15 Jan

I have undoubtedly never been a “good girl.” This does not automatically mean that I never wanted to be one or was never jealous, as a teenager, of the girls who oozed wholesome naïveté and as such were instantaneously loved by teachers and friends’ parents. But I got over that jealously by the time I got to undergrad. Now don’t get the wrong impression – it’s not like I was screwing around at a terribly young age or had some kind of skewed vision of how I should handle my sexuality – if anything it was too much the opposite. My single hippie mother made damn sure I knew everything there was to know about sex and the human body and its normal functions and desires. She was the mother who encouraged masturbation and made sure I knew the ins and outs of condom usage, much to my mortification at the time (but it sure came in handy later…). I was the girl in school who told all the other girls about sex (not because I was having any but because I was the only one who’d been remotely educated about it outside the sex ed classroom); my upbringing made me the only authority in an otherwise relatively conservative neighborhood. This prized information came at the price of not being invited to others girls’ homes and birthday parties because their mothers considered me to be a “bad influence,” and my mother’s single status made my presence all the more awkward for others who were from more conventional, if not functional, families. That is, until they found out I was also the smart kid, and then my association and influence were suddenly prized by bitchy neighborhood mothers.
I remember feeling bored throughout high school. I had friends in almost every group (though the stoners were always my favorite) and I floated a lot from clique to clique.
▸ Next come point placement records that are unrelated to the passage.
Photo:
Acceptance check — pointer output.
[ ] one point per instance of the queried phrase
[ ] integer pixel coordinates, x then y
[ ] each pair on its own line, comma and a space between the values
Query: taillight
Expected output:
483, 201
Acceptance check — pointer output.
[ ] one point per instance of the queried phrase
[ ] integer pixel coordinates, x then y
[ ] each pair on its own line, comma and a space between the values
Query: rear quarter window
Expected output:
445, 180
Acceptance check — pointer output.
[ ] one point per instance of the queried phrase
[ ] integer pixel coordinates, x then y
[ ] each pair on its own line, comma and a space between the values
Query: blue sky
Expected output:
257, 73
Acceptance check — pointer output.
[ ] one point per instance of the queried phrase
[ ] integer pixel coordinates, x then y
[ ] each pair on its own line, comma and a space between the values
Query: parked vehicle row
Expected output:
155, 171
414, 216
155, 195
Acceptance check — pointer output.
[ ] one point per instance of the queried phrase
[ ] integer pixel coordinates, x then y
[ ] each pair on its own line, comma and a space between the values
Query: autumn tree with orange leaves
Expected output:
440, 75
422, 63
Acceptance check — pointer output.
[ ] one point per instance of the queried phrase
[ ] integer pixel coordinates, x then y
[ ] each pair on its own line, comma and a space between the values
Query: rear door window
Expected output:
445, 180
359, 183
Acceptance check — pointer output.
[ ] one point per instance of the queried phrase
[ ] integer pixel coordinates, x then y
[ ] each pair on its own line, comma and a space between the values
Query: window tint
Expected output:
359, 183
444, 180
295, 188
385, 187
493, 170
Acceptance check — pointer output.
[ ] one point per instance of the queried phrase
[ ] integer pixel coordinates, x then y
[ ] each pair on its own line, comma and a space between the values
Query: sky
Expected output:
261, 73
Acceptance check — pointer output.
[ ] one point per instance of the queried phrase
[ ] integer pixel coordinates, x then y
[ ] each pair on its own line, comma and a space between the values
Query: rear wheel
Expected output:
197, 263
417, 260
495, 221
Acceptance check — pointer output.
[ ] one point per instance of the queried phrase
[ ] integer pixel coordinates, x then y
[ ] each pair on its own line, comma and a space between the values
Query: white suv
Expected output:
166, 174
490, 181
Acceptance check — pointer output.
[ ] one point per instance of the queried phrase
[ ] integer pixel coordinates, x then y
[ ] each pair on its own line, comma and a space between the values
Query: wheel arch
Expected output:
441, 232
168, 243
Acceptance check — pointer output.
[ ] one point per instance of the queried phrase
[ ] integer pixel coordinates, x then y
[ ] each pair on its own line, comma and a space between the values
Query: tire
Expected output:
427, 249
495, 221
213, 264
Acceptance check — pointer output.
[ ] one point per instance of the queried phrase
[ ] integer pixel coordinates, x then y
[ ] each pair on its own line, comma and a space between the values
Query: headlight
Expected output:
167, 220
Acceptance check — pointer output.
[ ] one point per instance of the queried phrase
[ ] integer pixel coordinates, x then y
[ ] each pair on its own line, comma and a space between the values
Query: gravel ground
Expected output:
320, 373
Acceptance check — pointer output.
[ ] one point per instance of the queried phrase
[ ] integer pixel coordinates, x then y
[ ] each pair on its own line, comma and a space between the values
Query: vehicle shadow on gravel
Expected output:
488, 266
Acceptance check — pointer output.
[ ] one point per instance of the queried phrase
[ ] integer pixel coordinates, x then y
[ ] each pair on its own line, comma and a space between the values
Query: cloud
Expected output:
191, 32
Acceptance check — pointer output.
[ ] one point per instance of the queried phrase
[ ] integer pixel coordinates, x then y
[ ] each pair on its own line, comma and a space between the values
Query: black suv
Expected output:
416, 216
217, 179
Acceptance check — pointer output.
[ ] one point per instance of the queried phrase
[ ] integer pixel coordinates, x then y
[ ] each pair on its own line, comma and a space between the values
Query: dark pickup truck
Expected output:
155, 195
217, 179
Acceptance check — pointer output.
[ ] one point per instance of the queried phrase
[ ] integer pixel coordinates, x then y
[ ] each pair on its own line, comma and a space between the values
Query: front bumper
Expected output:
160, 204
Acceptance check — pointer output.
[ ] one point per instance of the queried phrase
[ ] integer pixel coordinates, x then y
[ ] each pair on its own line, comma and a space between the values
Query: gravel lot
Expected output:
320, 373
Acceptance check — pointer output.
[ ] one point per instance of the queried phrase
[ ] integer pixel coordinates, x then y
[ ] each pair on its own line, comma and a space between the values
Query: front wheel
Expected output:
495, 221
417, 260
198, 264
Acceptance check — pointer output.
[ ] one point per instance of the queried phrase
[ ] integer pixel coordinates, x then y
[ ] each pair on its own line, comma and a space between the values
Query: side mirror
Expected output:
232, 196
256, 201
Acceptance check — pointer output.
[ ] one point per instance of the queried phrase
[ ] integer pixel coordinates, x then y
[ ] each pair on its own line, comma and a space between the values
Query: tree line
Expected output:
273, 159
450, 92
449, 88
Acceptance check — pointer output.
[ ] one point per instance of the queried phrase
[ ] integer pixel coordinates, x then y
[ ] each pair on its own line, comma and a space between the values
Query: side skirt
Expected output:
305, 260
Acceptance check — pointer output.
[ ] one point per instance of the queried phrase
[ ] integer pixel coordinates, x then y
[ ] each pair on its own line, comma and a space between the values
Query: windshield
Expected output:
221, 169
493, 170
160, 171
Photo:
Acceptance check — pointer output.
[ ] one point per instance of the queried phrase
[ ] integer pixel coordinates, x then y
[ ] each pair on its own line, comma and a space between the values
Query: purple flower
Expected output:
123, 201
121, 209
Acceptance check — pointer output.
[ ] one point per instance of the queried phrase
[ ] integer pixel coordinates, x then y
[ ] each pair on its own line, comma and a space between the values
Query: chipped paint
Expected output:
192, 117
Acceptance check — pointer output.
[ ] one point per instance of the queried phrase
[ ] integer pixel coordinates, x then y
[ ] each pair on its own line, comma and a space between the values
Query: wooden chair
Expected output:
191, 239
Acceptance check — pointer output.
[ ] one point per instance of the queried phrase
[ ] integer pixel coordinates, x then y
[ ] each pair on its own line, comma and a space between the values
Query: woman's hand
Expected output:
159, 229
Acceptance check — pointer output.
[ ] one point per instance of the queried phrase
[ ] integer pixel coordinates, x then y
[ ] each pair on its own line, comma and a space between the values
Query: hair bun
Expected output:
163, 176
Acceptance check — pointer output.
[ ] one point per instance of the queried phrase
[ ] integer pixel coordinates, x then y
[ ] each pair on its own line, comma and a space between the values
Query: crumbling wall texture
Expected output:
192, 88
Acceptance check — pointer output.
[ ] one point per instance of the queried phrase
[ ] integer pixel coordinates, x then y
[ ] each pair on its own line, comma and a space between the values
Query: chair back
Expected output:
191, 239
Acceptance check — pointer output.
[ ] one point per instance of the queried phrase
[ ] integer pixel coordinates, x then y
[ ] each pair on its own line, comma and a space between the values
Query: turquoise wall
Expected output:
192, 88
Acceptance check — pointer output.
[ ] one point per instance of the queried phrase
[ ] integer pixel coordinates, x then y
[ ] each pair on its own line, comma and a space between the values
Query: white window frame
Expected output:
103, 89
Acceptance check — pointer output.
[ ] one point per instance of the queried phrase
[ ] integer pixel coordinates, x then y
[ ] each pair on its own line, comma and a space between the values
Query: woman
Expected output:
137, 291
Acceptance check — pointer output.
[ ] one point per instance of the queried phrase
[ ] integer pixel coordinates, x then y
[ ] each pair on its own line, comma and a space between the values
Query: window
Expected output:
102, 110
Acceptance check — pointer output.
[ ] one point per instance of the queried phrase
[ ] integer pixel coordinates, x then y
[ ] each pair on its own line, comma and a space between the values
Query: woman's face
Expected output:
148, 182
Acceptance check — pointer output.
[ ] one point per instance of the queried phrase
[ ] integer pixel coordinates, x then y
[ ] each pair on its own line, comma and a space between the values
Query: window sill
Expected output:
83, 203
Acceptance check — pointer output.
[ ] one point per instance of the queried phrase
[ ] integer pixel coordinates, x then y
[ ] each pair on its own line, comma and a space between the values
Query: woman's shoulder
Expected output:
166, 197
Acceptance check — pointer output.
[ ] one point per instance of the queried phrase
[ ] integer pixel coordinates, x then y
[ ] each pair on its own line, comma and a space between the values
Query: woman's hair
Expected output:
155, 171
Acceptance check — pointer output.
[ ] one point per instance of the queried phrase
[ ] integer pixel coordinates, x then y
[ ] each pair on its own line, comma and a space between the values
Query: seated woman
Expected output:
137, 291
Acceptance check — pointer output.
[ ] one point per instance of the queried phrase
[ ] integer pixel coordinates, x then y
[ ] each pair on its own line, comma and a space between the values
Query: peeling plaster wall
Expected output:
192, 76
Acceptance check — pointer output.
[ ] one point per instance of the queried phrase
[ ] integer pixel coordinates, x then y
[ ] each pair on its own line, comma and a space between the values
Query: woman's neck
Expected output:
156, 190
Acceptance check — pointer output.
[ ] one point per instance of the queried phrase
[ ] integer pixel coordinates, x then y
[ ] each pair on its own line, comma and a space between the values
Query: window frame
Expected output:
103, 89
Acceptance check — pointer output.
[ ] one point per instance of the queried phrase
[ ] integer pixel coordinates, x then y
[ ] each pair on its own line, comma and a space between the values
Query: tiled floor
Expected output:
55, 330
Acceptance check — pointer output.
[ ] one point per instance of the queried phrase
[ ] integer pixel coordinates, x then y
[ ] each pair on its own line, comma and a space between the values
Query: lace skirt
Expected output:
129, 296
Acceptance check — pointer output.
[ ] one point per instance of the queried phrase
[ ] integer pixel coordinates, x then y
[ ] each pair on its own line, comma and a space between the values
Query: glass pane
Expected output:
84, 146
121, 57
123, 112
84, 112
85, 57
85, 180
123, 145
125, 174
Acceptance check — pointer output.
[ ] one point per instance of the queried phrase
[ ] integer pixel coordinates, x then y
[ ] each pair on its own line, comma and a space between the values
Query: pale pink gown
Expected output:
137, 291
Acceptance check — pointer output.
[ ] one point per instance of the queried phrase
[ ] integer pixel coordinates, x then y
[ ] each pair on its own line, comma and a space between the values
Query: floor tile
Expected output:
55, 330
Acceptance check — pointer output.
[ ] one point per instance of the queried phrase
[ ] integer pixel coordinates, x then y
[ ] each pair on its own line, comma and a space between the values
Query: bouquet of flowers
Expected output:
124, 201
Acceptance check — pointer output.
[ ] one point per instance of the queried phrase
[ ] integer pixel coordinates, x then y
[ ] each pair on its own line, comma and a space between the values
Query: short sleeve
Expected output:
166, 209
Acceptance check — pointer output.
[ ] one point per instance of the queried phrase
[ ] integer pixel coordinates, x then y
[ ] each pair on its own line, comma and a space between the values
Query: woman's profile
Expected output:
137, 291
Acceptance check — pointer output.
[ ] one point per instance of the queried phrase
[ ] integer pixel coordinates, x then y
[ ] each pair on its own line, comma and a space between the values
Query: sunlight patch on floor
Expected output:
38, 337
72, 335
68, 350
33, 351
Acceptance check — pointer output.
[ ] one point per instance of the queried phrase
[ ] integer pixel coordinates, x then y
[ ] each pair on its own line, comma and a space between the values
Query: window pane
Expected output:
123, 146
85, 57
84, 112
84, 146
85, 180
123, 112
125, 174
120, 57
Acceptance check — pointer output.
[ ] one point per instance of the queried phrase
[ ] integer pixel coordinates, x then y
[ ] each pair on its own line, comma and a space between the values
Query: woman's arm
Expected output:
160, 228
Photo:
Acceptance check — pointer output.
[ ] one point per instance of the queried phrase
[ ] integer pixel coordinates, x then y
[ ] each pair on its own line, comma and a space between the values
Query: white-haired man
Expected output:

I got good grades but never really had to try that hard, which is an obnoxious thing to say, I know, but it’s true. I had more drug-related experiences than sexual ones, which was reversed when I left for college (especially when I started dating one of my professors…big giant oops on that one.) I think most people assumed that I lived a wilder, more sexually-explicit/porn-like existence than I did. I’m not entirely sure why this is - apparently I emanate some kind of “fuck me now” or “I’m a nymphomaniac” energy that invites these assumptions. Regardless of what it is or how it’s interpreted, it has resulted in a definitive “bad girl” reputation.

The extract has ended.